There are themes, and then there are themes, in Italo Calvino's dense and fascinating book, Invisible Cities. It's possible to read this book on at least three levels. On one, there are themes like the nature of power; the cycle of life, death and rebirth; the illusion of happiness; and the power of language. On a second level, there's the theme of travel being the source of imagination and vice versa. On the third level is the theme of self-discovery.

Marco Polo tells tales of places he's been to the Great Khan, who at first takes them literally. Only later does he begin to suspect there's more to the stories, and the reader begins to do the same.
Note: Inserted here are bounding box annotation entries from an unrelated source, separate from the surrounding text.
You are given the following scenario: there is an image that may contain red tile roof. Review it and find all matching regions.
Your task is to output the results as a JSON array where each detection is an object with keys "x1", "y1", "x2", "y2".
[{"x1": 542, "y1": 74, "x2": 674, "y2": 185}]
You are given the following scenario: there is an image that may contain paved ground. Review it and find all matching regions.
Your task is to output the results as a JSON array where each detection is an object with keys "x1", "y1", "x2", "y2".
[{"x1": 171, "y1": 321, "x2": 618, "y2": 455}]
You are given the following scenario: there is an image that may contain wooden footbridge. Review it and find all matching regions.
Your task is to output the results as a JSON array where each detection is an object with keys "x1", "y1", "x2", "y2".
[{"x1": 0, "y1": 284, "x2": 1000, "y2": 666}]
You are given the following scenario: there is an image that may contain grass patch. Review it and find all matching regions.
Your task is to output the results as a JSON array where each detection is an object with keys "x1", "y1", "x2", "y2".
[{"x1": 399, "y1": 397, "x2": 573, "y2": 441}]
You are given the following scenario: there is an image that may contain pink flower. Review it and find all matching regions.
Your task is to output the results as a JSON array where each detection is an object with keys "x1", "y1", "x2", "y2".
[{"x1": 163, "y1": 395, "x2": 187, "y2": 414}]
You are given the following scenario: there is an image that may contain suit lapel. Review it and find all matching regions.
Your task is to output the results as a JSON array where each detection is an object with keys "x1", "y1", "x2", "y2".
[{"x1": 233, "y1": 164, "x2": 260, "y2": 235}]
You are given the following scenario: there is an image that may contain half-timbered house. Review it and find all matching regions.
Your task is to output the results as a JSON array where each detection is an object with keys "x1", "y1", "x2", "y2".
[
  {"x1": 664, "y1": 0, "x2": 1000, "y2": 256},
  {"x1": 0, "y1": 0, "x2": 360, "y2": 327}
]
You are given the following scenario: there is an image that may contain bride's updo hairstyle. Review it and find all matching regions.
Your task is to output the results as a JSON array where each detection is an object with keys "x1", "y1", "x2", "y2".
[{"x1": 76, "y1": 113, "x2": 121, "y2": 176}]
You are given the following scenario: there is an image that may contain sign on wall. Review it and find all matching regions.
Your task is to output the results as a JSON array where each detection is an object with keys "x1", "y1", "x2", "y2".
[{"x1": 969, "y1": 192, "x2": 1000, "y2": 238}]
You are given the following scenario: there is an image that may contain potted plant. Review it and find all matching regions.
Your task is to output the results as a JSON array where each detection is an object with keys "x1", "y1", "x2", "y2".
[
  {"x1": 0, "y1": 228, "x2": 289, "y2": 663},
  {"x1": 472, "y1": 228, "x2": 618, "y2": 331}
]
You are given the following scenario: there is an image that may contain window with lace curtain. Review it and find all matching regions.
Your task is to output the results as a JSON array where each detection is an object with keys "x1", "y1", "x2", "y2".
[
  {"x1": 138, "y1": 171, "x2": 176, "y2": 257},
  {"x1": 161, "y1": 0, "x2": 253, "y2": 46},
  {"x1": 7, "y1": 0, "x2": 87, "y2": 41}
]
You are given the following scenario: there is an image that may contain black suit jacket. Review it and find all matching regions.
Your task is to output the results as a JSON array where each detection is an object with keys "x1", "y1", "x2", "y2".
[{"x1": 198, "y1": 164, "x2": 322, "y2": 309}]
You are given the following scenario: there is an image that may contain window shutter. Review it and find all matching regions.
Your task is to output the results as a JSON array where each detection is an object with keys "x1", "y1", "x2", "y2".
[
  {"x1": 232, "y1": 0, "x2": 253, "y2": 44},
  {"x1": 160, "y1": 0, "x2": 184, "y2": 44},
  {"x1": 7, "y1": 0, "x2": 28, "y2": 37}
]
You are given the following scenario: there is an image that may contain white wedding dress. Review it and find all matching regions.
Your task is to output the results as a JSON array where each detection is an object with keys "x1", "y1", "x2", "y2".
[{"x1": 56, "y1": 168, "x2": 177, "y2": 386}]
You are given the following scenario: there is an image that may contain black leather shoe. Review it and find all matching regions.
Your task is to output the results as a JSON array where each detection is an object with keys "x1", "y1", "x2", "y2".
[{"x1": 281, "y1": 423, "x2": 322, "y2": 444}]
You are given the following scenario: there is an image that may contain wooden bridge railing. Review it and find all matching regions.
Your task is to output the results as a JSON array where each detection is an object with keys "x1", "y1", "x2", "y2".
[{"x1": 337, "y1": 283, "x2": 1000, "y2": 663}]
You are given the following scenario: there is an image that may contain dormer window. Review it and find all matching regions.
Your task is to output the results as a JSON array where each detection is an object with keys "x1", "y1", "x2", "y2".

The cities are dreams, or at least imagined landscapes, and recognizing this is the key to that third-level theme, self-discovery. If the tales are all imagined, they must tell us something about Marco Polo, which must tell us something about ourselves. Once we understand this, the purpose of the book becomes clear. It's a meditation on humanity. It's all there, parables about political power, warnings about the use and abuse of language, lessons about time and the raising up of awareness and social conscience.

The subordinate themes are building blocks. Marco Polo recites his poems in the same way students of religion or language chant, call, and repeat information to imprint it on their consciousness and to create a shared understanding of its meaning. The poems themselves are parables, like the fables used to teach children moral and historical lessons, or like the lessons one can learn from religious texts. They're all there because Polo, and through him Calvino, wants to teach us something. He wants to teach us the power of our spirits to shape the world, not in a religious sense, but in the sense that our will can create or destroy things if we want it to. We can make a better world, he's saying, if only we put our minds to it.

None of this emerges on the first reading of the book. You have to read it at least twice, read some criticism of it, and have a good long think about it in your own head, before a lot of this becomes clear. It's definitely a book to make you think.